The Korean language version of SARC-F showed a high specificity and high negative predictive value. As such, the tool is useful for briefly ruling out sarcopenia in a clinical setting. In addition, diagnosis of sarcopenia using the SARC-F was found to be associated with physical performance, cognitive function, and the quality of life.
SARC-F 是一种简单的肌少症筛查工具,包含 5 项评估项目:力量、辅助行走、从椅子上起身、爬楼梯和跌倒。本研究旨在检验社区居住的老年人的 SARC-F 韩国版本的有效性。

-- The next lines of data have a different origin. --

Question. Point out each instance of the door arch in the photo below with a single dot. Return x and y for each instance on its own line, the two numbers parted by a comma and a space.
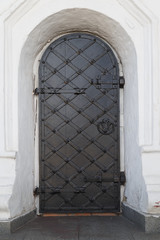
79, 126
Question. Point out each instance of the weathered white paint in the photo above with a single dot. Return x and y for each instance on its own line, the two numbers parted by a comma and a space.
130, 28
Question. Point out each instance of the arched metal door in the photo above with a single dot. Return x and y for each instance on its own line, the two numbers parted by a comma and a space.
79, 126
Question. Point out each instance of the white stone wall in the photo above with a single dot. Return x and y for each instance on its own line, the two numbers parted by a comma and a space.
131, 27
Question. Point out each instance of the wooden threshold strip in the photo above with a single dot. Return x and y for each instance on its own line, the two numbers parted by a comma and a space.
78, 214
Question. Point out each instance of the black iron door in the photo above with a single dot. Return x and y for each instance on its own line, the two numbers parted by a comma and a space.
79, 126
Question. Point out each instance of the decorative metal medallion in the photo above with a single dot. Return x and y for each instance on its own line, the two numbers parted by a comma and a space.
105, 127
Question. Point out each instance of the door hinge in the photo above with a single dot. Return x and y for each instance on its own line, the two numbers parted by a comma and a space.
121, 82
122, 178
36, 191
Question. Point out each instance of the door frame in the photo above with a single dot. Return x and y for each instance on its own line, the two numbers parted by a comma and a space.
36, 112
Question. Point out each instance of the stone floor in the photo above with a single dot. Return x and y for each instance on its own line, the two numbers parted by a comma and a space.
80, 228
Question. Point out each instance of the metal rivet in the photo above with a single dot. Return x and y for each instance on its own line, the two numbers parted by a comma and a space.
79, 131
67, 160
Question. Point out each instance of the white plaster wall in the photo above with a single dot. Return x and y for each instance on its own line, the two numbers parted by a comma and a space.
29, 26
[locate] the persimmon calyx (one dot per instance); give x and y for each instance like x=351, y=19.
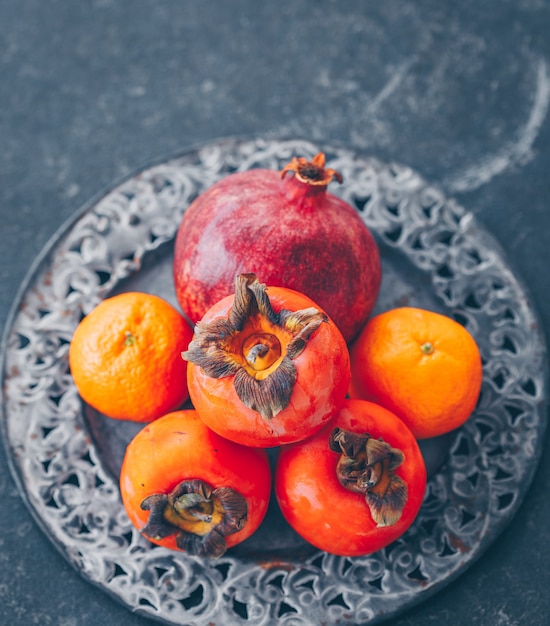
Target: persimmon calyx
x=255, y=345
x=312, y=172
x=366, y=465
x=199, y=516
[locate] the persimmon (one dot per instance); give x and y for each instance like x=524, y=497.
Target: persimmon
x=266, y=366
x=125, y=357
x=186, y=488
x=422, y=365
x=356, y=485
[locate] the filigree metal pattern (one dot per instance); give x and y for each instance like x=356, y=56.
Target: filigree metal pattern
x=434, y=255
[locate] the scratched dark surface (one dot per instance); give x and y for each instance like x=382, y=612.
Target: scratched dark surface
x=89, y=92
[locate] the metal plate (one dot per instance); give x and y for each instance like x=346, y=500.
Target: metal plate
x=66, y=458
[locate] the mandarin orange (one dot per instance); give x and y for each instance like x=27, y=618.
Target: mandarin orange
x=422, y=365
x=125, y=357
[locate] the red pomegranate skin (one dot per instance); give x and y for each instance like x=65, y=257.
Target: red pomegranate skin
x=290, y=234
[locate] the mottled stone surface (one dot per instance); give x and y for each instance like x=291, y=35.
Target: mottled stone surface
x=91, y=91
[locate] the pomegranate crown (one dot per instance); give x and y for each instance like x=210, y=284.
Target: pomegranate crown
x=312, y=172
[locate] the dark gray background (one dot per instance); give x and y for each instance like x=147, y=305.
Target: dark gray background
x=460, y=91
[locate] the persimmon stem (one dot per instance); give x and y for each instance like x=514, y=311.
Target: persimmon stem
x=256, y=345
x=367, y=466
x=198, y=515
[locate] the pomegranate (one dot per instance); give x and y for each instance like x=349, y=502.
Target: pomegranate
x=287, y=228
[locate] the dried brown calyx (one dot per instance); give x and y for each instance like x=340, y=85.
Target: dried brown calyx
x=199, y=516
x=367, y=465
x=312, y=172
x=256, y=345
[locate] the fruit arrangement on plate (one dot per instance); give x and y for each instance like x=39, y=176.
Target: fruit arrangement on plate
x=275, y=346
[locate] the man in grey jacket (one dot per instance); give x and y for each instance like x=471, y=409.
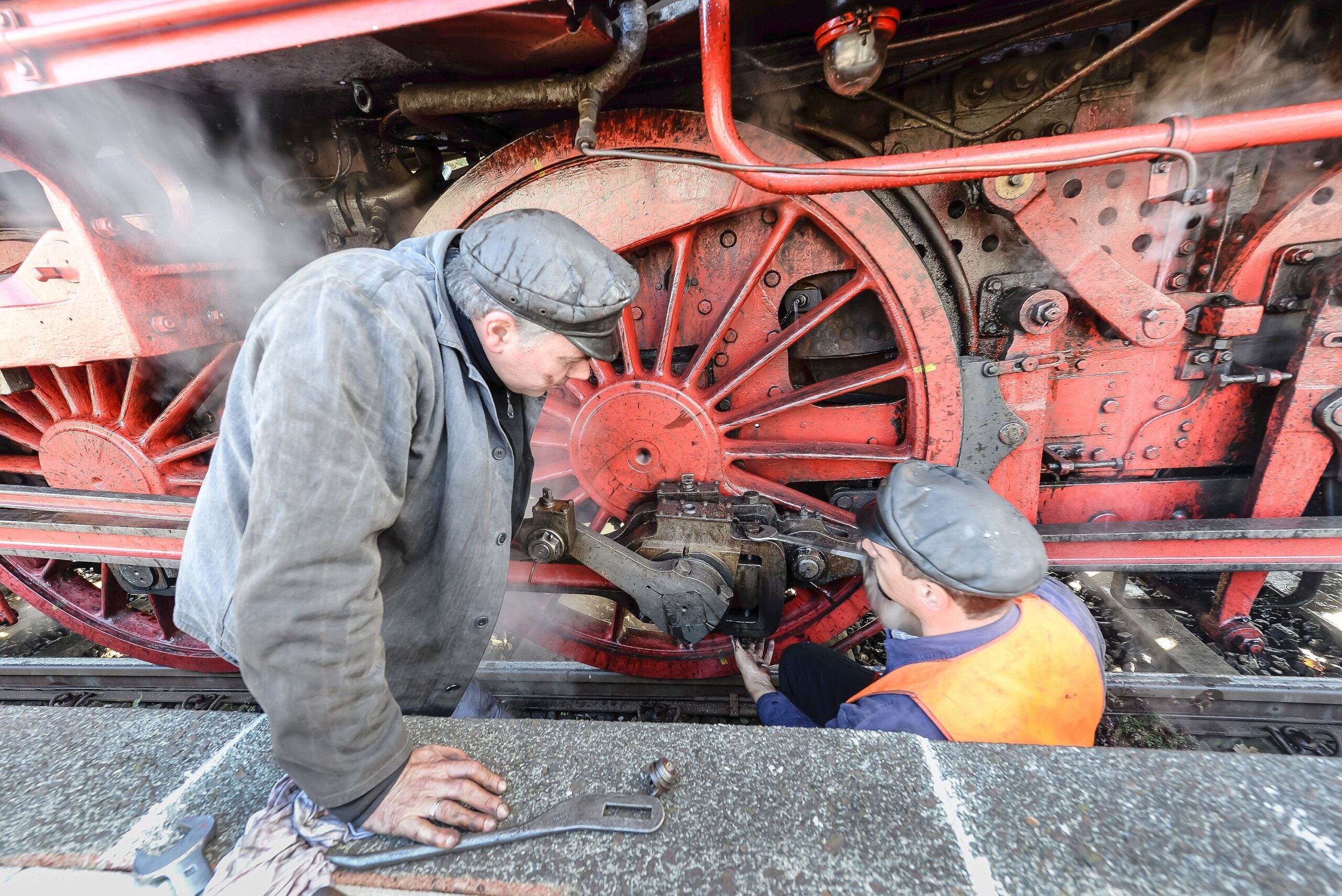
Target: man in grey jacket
x=349, y=548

从韩国虚弱和衰老队列研究的第一年基线数据中,共纳入了符合研究选择标准的 1222 名老年人(70 岁及以上)进行分析。
SARC-F 被翻译成具有文化响应性的韩语。总分通过将 5 项得分相加得出。根据总分(SARC-F<4 与 SARC-F≥4)将参与者分为两组,并按性别检查其与各种因素(如行走速度、手握力、日常活动能力和健康相关生活质量)的相关性。此外,通过与欧洲、国际和亚洲肌少症工作组的肌少症诊断标准进行比较,分析该工具的有效性。
根据 SARC-F,男性肌少症的患病率为 4.2%,女性为 15.3%。与欧洲、国际和亚洲肌少症标准相比,SARC-F 的敏感性较低[男性(M):11%-60%,女性(F):28%-34%]。然而,SARC-F 表现出较高的特异性(M:96.6%-98%,F:85%-87.7%)和较高的阴性预测值(M:89.2%-99.3%,F:88.5%-98.4%)。SARC-F≥4 组的参与者握力较弱、行走速度较慢、身体表现较差、认知功能较差且生活质量(高欧洲五维健康量表评分)较低。
SARC-F 的韩语版本具有较高的特异性和高阴性预测值。因此,该工具在临床环境中可用于简单排除肌少症。此外,使用 SARC-F 诊断肌少症与身体表现、认知功能和生活质量相关。